For it should always be remembered that while lecturers are prepared to put up with a good deal of inconvenience and fatigue in the course of their business, it is not hospitable to add to their burdens in those directions. But perhaps I shall better explain by giving an example of what I mean by an ideal host, an actual experience of course, since fiction finds no place in these pages.

I was booked to lecture in a quiet town not far from Edinburgh, and a gentleman wrote to me some time before, offering me hospitality during my stay, and asking me from what direction I should be coming, and at what time I proposed to arrive. I replied that I should be coming from Glasgow, where I had been staying for a few days with a friend, and that I could come when it would be most convenient for him. He appointed a time to meet him at his club in Glasgow, where I changed and dined with him, then we drove to the station. I made to get my ticket, but he stopped me, saying:

“We have a system of ‘guest’ tickets in Scotland, Mr. Bullen, and here is yours,” putting the piece of pasteboard into my hand. Of course we travelled first-class, and at our arrival were met by my host’s carriage and pair. A happier time I never spent than with him and his amiable family, but I was never entertained, I was one of themselves without duties. On the day I was to leave my host took me into his den, and said gravely:

Mr. Bullen, I pay my servants well on the understanding that none of my guests are to be taxed in tips. You will greatly oblige me, then, if you will refrain from giving any money to anyone in my service. I ask this as a personal favour.”

And having ascertained that my next visit was to be to Hawick, my “guest” ticket was made available to that place, I was driven to the station, accompanied by my hostess, and sent upon my way feeling particularly happy. Now I must hasten to say that such treatment is not, could not be, expected everywhere by me or anybody else. But what a contrast to the behaviour of the man who invites you over an undecipherable signature to be his guest at the Laurels, Edgbaston, say, and leaves you to find your way there at the cost of an expensive cab fare, has nobody to greet you when you arrive, invites ten or a dozen people to dinner, at which you are expected to entertain his guests, and after your return, fagged, from your lecture, expects you to entertain a roomful of people until midnight! I needn’t go on. For, as I say, such people are very rare, but I am sure they are the cause of many lecturers declining all offers of hospitality whatever.
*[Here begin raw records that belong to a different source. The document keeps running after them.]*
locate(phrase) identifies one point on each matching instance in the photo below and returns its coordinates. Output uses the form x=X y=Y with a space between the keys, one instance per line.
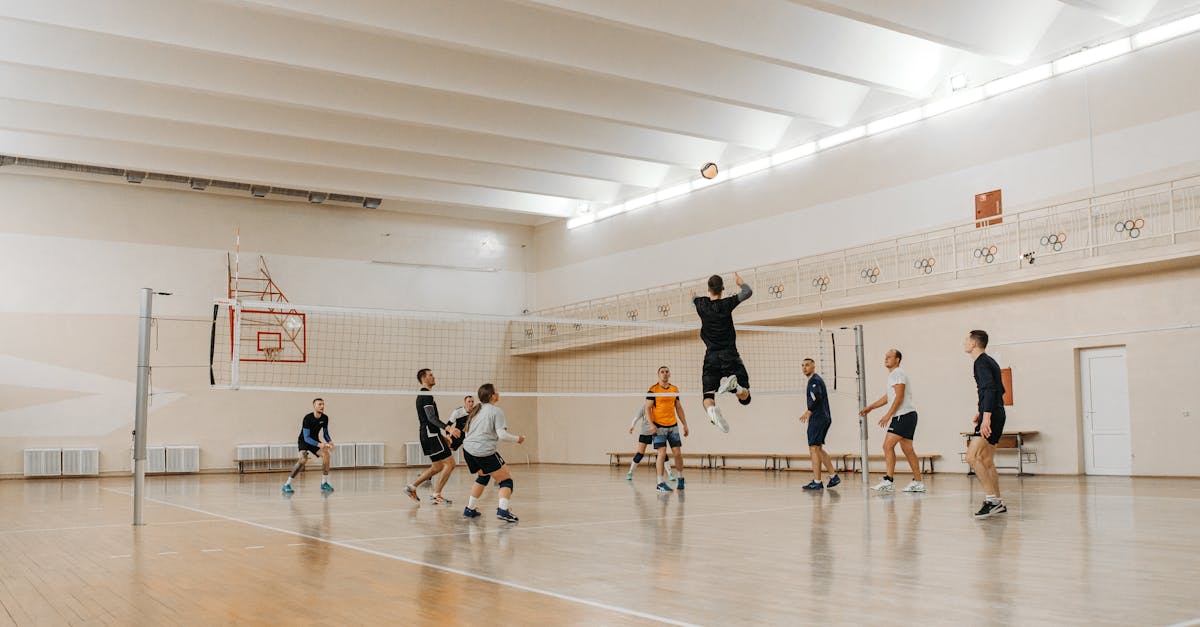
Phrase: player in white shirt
x=903 y=416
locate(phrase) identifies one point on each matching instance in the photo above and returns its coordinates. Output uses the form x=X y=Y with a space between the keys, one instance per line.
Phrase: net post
x=143 y=388
x=862 y=400
x=235 y=344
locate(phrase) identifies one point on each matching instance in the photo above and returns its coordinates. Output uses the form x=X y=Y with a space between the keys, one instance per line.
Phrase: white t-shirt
x=895 y=377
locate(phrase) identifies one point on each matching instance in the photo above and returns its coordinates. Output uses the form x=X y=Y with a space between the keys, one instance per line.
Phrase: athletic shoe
x=714 y=416
x=990 y=509
x=729 y=383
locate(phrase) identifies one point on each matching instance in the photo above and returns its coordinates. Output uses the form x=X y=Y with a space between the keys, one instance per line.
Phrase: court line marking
x=427 y=565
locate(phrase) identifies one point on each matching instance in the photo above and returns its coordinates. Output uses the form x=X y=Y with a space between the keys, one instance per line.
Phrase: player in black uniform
x=724 y=370
x=312 y=429
x=436 y=441
x=989 y=423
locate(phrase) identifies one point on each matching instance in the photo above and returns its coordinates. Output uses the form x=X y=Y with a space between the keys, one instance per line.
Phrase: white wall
x=76 y=252
x=1135 y=119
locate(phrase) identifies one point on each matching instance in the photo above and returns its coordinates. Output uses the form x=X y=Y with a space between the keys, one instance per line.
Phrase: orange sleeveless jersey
x=664 y=406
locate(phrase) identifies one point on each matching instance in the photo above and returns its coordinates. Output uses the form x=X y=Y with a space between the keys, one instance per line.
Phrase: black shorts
x=817 y=430
x=721 y=364
x=435 y=446
x=487 y=464
x=997 y=427
x=904 y=425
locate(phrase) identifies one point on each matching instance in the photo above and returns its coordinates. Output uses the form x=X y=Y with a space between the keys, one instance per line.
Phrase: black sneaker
x=990 y=509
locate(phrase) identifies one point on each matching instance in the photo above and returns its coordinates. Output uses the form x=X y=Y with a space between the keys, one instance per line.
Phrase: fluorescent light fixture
x=894 y=121
x=1167 y=31
x=793 y=153
x=750 y=168
x=1019 y=79
x=1091 y=55
x=610 y=212
x=841 y=138
x=580 y=220
x=640 y=202
x=960 y=99
x=673 y=191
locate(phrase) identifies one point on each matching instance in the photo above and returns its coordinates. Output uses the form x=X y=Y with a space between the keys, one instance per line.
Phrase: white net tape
x=327 y=350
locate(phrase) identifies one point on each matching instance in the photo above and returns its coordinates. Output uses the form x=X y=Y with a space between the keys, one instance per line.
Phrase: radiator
x=81 y=461
x=156 y=459
x=414 y=455
x=343 y=455
x=255 y=452
x=369 y=454
x=286 y=452
x=43 y=461
x=183 y=459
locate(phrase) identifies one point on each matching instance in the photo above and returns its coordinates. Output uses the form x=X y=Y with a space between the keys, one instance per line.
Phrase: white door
x=1105 y=386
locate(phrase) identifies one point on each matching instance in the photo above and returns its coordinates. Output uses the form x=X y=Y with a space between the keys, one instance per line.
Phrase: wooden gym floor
x=736 y=548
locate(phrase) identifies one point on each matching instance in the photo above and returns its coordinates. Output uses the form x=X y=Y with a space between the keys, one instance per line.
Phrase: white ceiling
x=498 y=109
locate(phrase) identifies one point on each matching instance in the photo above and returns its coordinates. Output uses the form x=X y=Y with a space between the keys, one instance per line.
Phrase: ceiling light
x=1092 y=55
x=841 y=138
x=793 y=153
x=894 y=121
x=1167 y=31
x=580 y=220
x=1019 y=79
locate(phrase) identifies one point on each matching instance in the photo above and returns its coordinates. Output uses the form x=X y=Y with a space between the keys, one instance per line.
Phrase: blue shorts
x=817 y=430
x=667 y=436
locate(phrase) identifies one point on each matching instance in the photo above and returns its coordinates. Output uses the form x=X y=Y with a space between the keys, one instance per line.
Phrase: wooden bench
x=706 y=460
x=768 y=459
x=850 y=460
x=243 y=463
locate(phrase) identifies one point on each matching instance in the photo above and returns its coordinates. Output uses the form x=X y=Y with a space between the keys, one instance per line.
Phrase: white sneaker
x=714 y=416
x=729 y=383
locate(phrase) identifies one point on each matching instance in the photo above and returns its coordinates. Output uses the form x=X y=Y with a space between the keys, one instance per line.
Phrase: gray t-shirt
x=486 y=429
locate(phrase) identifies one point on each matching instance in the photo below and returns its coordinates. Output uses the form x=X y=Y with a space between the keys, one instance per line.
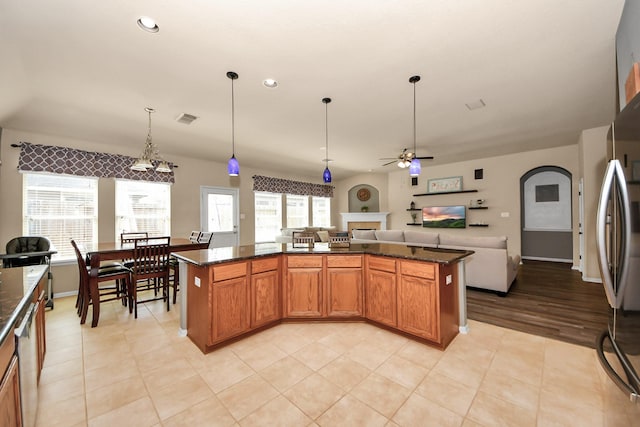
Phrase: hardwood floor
x=547 y=299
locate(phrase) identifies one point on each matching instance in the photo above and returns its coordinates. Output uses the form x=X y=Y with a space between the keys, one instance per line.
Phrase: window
x=60 y=207
x=297 y=211
x=321 y=211
x=268 y=213
x=143 y=206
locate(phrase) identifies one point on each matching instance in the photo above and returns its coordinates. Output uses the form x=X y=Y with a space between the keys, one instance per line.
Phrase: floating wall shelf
x=446 y=192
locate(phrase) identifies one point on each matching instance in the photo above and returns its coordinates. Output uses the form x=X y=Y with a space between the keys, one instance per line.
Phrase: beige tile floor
x=129 y=372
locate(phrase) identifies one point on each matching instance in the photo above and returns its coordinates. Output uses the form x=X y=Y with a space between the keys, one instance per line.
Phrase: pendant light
x=150 y=153
x=233 y=167
x=415 y=166
x=326 y=175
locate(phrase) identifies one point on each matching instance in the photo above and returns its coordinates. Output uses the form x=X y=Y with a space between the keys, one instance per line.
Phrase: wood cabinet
x=345 y=291
x=230 y=301
x=381 y=285
x=10 y=412
x=426 y=301
x=265 y=291
x=218 y=301
x=39 y=319
x=304 y=286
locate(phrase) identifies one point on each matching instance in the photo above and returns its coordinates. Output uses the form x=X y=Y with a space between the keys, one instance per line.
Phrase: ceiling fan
x=404 y=159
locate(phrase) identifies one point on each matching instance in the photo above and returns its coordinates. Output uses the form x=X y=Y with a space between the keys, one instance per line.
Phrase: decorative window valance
x=71 y=161
x=286 y=186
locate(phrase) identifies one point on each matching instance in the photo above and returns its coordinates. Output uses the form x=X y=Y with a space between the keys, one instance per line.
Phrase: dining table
x=108 y=251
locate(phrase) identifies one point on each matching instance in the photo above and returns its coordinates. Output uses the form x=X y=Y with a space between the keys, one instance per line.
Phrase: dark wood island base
x=410 y=291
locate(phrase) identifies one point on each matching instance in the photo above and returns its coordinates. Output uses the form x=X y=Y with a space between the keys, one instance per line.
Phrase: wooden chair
x=118 y=274
x=150 y=261
x=174 y=265
x=130 y=237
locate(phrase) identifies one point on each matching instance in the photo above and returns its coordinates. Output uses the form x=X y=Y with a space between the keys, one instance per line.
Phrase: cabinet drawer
x=383 y=264
x=334 y=261
x=266 y=264
x=304 y=261
x=229 y=271
x=418 y=269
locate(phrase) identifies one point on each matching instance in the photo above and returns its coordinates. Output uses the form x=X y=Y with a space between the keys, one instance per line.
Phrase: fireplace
x=364 y=220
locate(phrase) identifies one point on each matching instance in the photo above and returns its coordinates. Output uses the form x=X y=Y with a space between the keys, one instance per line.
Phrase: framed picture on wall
x=443 y=185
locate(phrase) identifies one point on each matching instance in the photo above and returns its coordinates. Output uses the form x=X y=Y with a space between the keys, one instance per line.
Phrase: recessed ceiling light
x=148 y=24
x=475 y=104
x=270 y=83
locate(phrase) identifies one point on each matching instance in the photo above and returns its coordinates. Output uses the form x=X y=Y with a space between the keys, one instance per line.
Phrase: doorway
x=546 y=214
x=219 y=209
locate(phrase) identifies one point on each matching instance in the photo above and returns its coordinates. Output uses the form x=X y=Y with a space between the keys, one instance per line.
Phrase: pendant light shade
x=150 y=153
x=326 y=175
x=233 y=167
x=415 y=167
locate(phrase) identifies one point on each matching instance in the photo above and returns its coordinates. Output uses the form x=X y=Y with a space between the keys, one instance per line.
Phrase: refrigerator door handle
x=614 y=177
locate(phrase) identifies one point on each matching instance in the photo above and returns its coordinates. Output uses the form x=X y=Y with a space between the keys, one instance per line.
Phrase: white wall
x=500 y=187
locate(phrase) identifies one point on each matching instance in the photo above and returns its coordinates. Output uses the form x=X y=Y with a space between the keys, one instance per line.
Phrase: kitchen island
x=22 y=300
x=236 y=291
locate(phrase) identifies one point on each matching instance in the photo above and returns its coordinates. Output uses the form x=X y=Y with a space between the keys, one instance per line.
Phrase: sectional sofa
x=490 y=267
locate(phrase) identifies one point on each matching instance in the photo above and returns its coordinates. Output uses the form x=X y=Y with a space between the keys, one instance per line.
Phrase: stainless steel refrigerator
x=618 y=243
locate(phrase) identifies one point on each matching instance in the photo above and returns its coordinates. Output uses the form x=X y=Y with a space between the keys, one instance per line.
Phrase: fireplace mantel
x=380 y=217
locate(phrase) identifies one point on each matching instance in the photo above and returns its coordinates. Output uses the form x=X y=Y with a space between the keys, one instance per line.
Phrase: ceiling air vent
x=186 y=118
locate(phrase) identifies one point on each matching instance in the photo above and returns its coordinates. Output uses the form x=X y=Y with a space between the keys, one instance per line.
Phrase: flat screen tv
x=444 y=217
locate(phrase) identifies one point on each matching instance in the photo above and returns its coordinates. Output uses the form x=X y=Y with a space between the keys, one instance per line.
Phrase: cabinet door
x=344 y=292
x=230 y=308
x=418 y=307
x=381 y=297
x=10 y=395
x=265 y=298
x=304 y=292
x=41 y=332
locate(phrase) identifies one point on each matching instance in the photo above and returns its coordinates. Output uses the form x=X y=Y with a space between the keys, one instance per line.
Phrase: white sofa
x=490 y=267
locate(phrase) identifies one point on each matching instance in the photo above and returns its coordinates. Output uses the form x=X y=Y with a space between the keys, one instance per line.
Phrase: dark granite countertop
x=16 y=288
x=238 y=253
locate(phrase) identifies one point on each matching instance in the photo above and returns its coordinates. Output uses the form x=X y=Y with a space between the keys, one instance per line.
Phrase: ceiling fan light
x=415 y=167
x=326 y=175
x=233 y=167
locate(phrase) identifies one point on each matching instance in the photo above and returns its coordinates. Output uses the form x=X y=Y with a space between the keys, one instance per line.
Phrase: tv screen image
x=444 y=216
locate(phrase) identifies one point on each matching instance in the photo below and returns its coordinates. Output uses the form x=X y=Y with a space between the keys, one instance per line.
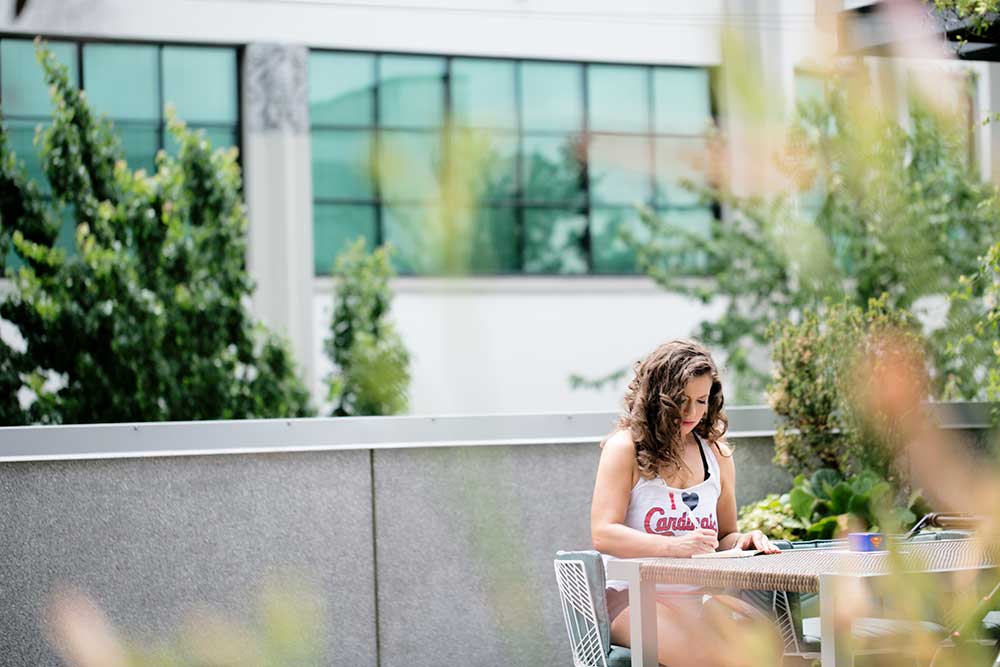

Not quite so bad as the gentleman I have just sketched was a preparatory schoolmaster for whom I lectured once. The time of the lecture and the distance from London both made it possible for me to catch a train from home which gave me an opportunity not to be missed, for at that time my nights at home during the winter were very few, and therefore precious. So upon hiring my cab at the station I made arrangements for it to call for me after the lecture, and thus satisfactorily fixed for my return I went on gaily through a very jolly lecture. When I had finished the headmaster advanced upon me, and taking my arm, said:

“Come on, Mr. Bullen, dinner is all ready, and I am sure you must want it, I do.”

“I’m sorry to say that meals are to me only a necessary evil,” I replied, “but, apart from that, I have ordered my cab to catch the London train, and I see I must be off at once if I am to do so.”

“Oh, nonsense,” he snapped. “It’s absurd for you to talk about returning to London to-night. You mustn’t do it.”

“Very sorry,” I persisted, “but my plans are all made, and my people are expecting me. Had you intimated to me beforehand that you would expect me to stay the night, I should then have told you that I could not under the circumstances.”